Dasiglucagon is a potential first-in-class soluble glucagon analog invented and developed by Zealand Pharma. Dr Thomas R. Piebe and his team conducted a phase 3 trial to evaluate the efficacy and safety of dasiglucagon, a ready-to-use, next-generation glucagon analog in aqueous formulation for subcutaneous dosing, for treatment of severe hypoglycemia in adults with type 1 diabetes.

It was a randomized, double-blind trial of 170 adult participants with type 1 diabetes. The researchers randomly assigned the patients to receive a single subcutaneous dose of 0.6 mg dasiglucagon, placebo, or 1 mg reconstituted glucagon during controlled insulin-induced hypoglycemia.

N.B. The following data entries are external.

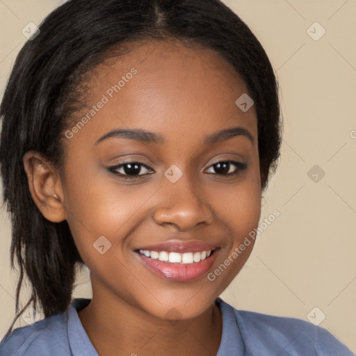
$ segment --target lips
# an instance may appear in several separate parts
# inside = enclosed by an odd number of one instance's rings
[[[166,242],[135,250],[140,260],[155,275],[177,282],[195,280],[207,273],[218,247],[200,241]]]

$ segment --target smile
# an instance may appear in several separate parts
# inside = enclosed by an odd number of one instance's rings
[[[200,262],[209,257],[211,254],[211,250],[202,251],[197,252],[168,252],[167,251],[148,251],[147,250],[140,250],[139,252],[153,259],[159,259],[170,264],[188,264]]]
[[[154,275],[175,282],[188,282],[207,273],[220,248],[203,241],[170,241],[134,250],[143,266]]]

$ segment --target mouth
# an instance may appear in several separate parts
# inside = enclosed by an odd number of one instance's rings
[[[187,282],[205,275],[219,248],[204,243],[165,243],[135,250],[139,259],[156,275]]]

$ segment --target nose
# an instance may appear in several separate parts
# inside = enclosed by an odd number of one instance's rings
[[[184,175],[174,184],[168,180],[164,182],[160,190],[164,197],[159,200],[161,206],[154,211],[155,222],[163,226],[173,226],[179,231],[188,230],[197,225],[211,224],[213,214],[200,196],[202,190],[192,186],[184,177]]]

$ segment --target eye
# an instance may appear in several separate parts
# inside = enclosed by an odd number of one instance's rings
[[[236,162],[235,161],[220,161],[211,165],[208,170],[213,168],[216,173],[213,172],[208,172],[208,173],[216,174],[218,175],[234,175],[248,168],[246,163],[242,162]]]
[[[147,172],[152,171],[149,167],[147,167],[140,162],[124,162],[114,167],[109,167],[107,169],[115,175],[123,176],[128,179],[135,178],[139,175],[150,174],[147,173]],[[142,173],[143,170],[143,173]]]

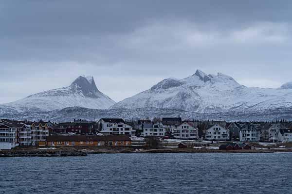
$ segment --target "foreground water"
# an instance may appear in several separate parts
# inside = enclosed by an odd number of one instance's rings
[[[292,153],[0,158],[0,194],[292,194]]]

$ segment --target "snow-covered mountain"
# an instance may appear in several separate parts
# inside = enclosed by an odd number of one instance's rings
[[[114,103],[98,90],[92,76],[79,76],[70,86],[46,91],[0,105],[0,114],[48,111],[74,106],[106,109]]]
[[[292,120],[292,109],[280,108],[266,109],[259,111],[230,112],[219,113],[197,113],[176,109],[142,108],[140,109],[92,109],[82,107],[69,107],[44,112],[20,113],[1,115],[0,118],[11,120],[31,121],[51,120],[52,122],[66,122],[74,119],[97,121],[101,118],[123,118],[127,120],[157,117],[181,116],[183,119],[224,120],[226,121],[260,120],[272,121],[284,119]]]
[[[288,82],[285,83],[280,87],[281,89],[292,89],[292,81]]]
[[[292,107],[292,84],[280,89],[247,87],[231,77],[197,70],[181,80],[167,79],[110,109],[176,109],[200,113],[258,111]]]

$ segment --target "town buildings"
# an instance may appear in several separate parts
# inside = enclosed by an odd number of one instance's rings
[[[19,135],[23,125],[0,124],[0,149],[10,149],[19,145]]]
[[[281,142],[292,142],[292,129],[280,129],[278,140]]]
[[[182,124],[182,118],[164,117],[162,118],[162,123],[166,131],[173,133],[177,127]]]
[[[99,132],[105,135],[134,135],[136,132],[132,126],[121,118],[101,118],[97,122],[97,126]]]
[[[194,124],[183,121],[174,130],[173,137],[179,139],[198,139],[199,129],[194,127]]]
[[[45,142],[49,136],[49,127],[47,122],[40,121],[33,122],[31,125],[32,145],[37,145],[40,142]]]
[[[229,131],[230,139],[235,141],[239,140],[239,131],[244,125],[245,125],[244,122],[234,122],[229,123],[226,126],[226,129]]]
[[[248,144],[231,143],[224,144],[219,146],[219,149],[233,150],[238,149],[251,149],[252,146]]]
[[[239,131],[240,142],[259,142],[260,128],[257,125],[247,123]]]
[[[129,146],[131,139],[127,135],[52,135],[47,137],[47,146]]]
[[[229,131],[219,124],[215,124],[206,130],[206,139],[210,140],[227,140]]]

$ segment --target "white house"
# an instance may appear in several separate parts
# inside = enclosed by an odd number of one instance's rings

The major outcome assessed was time to plasma glucose recovery, defined as an increase of ≥20 mg/dL from baseline without rescue intravenous glucose. The researchers compared dasiglucagon versus placebo; reconstituted lyophilized glucagon was included as a reference.

Key findings of the study were:

  • Upon evaluation, the researchers found that the time to recovery was 10 minutes for dasiglucagon compared with 40 minutes for placebo; the corresponding result for reconstituted glucagon was 12 minutes.
  • They noted that the participants in the dasiglucagon group achieved plasma glucose recovery within 15 min in all but one participant (99%), superior to placebo (2%) and similar to glucagon (95%).
  • They observed similar outcomes for the other investigated time points at 10, 20, and 30 min after dosing.
  • The most frequent adverse effects reported were nausea and vomiting, as expected with glucagon treatment.

The authors concluded:

Dasiglucagon provided rapid and effective reversal of hypoglycemia in adults with type 1 diabetes, with safety and tolerability similar to those reported for reconstituted glucagon injection. The ready-to-use, aqueous formulation of dasiglucagon offers the potential to provide rapid and reliable treatment of severe hypoglycemia.

The study findings were published in the journal Diabetes Care on April 21, 2021.